After some investigation, it was discovered that around 8:00 UTC an attacker gained access to the jenkins user account on the server using a remote code execution exploit in one of our outdated Jenkins plugins. The attacker used the exploit to install a crypto-mining malware on the server. The malware led to resource exhaustion of the server causing the Jenkins outage.
By 9:29 UTC the malware has been terminated and continued monitoring indicated no further attack attempts.
At 11:45 UTC we had a sync-up meeting of the @infra team and decided to take precautionary action in case the attacker managed to cause any further damage or compromise secrets held on the server. We decided that we will decommission the existing server and stand up a new server for the Jenkins master with all plugins updated to the latest versions, and upgrade the underlying OS to CentOS 7 as well.

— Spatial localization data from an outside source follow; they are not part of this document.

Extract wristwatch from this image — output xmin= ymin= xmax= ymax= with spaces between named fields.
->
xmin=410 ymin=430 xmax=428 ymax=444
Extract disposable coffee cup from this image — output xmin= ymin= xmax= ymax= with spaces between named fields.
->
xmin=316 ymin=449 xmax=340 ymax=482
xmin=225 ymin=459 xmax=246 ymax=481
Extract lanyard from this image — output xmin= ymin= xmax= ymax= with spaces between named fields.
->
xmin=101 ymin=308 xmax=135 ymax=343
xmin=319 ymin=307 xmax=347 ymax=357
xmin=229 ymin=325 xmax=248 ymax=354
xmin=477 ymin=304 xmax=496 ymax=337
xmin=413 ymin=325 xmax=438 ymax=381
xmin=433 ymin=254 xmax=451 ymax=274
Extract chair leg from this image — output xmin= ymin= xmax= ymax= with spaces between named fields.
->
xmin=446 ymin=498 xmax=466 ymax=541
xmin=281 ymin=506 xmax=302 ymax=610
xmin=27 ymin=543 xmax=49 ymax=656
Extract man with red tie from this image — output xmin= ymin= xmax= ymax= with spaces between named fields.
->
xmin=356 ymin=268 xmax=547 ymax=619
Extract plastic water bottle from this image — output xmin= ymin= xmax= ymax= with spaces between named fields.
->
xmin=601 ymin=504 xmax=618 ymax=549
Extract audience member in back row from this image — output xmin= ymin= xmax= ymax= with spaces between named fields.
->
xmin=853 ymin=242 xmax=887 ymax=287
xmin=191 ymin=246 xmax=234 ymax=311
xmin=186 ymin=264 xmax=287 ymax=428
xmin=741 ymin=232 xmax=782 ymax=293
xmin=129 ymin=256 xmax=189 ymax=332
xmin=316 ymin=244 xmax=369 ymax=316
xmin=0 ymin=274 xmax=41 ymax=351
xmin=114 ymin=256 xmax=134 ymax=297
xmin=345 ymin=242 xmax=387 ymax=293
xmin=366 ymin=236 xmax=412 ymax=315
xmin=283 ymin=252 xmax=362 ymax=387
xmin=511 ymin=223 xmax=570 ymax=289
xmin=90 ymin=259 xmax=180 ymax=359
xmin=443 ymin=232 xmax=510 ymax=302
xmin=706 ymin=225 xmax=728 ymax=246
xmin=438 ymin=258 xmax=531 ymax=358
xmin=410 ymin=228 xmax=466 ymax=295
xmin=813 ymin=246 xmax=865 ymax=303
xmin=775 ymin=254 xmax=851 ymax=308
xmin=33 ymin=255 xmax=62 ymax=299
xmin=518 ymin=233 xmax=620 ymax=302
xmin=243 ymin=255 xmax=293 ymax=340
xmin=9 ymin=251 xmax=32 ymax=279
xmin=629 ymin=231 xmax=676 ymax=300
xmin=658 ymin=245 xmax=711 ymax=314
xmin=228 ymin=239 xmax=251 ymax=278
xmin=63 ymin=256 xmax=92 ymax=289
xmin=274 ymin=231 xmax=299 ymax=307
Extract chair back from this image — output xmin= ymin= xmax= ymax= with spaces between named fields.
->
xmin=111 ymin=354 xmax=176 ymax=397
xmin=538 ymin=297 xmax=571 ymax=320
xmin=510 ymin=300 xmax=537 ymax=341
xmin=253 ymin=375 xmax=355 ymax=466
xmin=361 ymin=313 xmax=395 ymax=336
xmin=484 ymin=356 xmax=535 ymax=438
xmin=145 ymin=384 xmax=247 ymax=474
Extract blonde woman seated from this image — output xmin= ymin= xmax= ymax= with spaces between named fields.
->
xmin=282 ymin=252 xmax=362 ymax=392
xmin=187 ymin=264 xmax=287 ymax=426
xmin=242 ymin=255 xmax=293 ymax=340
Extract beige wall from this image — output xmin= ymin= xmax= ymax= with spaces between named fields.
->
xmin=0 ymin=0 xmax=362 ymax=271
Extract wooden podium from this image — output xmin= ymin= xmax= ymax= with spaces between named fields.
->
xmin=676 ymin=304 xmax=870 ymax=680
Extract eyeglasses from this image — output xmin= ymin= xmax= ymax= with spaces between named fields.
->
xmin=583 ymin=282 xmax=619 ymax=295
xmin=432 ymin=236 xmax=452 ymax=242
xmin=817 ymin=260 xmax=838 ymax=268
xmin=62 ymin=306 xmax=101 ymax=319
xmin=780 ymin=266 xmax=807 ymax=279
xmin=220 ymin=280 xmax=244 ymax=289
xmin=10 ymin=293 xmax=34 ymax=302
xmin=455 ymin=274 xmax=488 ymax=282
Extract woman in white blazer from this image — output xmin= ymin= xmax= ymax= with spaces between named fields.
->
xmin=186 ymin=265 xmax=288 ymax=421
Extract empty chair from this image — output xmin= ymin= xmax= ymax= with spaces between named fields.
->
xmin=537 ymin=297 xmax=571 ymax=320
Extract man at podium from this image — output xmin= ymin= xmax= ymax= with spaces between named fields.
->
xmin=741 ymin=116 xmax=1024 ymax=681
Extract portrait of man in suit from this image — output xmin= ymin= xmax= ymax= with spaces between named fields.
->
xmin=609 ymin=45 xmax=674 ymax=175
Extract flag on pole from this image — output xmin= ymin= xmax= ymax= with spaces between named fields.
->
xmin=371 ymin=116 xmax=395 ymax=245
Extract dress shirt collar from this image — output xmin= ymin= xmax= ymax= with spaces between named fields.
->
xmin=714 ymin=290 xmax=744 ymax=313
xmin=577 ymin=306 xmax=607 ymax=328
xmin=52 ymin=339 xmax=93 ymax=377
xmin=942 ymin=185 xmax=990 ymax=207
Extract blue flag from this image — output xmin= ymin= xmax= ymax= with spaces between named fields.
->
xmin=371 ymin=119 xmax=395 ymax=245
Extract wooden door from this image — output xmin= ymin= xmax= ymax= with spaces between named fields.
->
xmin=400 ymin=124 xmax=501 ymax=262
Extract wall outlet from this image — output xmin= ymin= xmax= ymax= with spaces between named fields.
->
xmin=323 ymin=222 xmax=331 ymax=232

As a further precaution, we have revoked and updated various secrets held on the server.
We are currently in the process of bringing the worker nodes back up and restoring various previous configurations on the new Jenkins master. We hope that sometime tomorrow most of the previous functionality will be restored.
Due to the various plugin upgrades, some pipelines may now fail to work correctly, and we will be continuing to restore and fix the issues as we discover them. Expect some instability in the following days as we work out all of these issues.
If you have any further questions on this matter, feel free to reach out to me.
I would like to personally thank @mmoll, @ekohl and @evgeni for all of the hard work they’ve put into this effort today, and apologize to all developers whose workflow has been disrupted by this unplanned outage.